Grad Student’s Diabetes Research Is Personal, Professional
DENVER (CBS4) - For one Denver diabetes patient, research and management of the disease is both a personal and academic pursuit.
Adam Burrack is a fifth-year grad student in the immunology program at the University of Colorado’s Anschutz Medical Campus. He’s studying why the human body rejects insulin-producing cells that aid in treating diabetes.
He’s also been a type 1 diabetes patient since age 2.
“I’ve always written down everything I’ve eaten. I’ve always written down every blood sugar number that I do. I test my blood sugar between four and 10 times a day. That’s just part of my day. It’s life,” he says. “There’s no adaptation to it. That’s just what I have to do to feel good. Sometimes you do everything right and you still don’t feel good. That’s life with the disease.”

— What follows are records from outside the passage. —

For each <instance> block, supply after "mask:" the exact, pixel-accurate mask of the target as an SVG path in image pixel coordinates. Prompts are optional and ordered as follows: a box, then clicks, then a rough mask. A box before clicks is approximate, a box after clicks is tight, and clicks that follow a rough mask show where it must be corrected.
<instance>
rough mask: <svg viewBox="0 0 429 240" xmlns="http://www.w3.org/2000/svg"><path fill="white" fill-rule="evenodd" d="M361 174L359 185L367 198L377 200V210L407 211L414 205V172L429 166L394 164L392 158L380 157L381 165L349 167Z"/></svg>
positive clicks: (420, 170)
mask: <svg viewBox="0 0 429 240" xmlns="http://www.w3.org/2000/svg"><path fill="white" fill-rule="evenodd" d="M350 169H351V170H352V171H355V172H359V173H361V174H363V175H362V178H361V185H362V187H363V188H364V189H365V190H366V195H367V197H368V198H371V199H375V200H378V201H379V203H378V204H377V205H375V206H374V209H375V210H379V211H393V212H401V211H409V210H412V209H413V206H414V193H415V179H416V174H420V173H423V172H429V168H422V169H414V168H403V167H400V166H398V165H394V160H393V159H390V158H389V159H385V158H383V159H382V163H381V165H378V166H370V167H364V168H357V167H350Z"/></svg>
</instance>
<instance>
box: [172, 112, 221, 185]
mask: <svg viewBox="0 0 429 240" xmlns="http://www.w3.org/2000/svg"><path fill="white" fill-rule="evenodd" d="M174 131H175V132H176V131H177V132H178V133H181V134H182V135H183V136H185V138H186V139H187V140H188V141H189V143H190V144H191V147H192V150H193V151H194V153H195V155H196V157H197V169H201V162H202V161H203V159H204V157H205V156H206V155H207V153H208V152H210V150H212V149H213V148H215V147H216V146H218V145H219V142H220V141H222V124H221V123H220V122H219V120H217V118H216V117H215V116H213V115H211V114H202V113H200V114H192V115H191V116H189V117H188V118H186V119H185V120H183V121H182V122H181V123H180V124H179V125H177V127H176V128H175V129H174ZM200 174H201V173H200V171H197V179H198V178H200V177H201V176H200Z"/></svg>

As diabetes patients know, it’s a disease that’s managed, not cured. Pumps treat diabetes by making insulin the body doesn’t manufacture. But research into pancreatic islet transplants, which Burrack is studying, is potentially a cure because patients wouldn’t have to inject insulin anymore. The American Diabetes Association provides funding for his research.
This year, Burrack, his wife and some of his co-workers are participating in the Tour de Cure, a series of fundraising cycling events organized by the ADA.
“It’s been a really good outlet to do more advocacy than just the research,” he says. “It kind of reminds me that there is a reason besides the insulin pump that I wear all the time. There is a larger reason to do the work that we do.”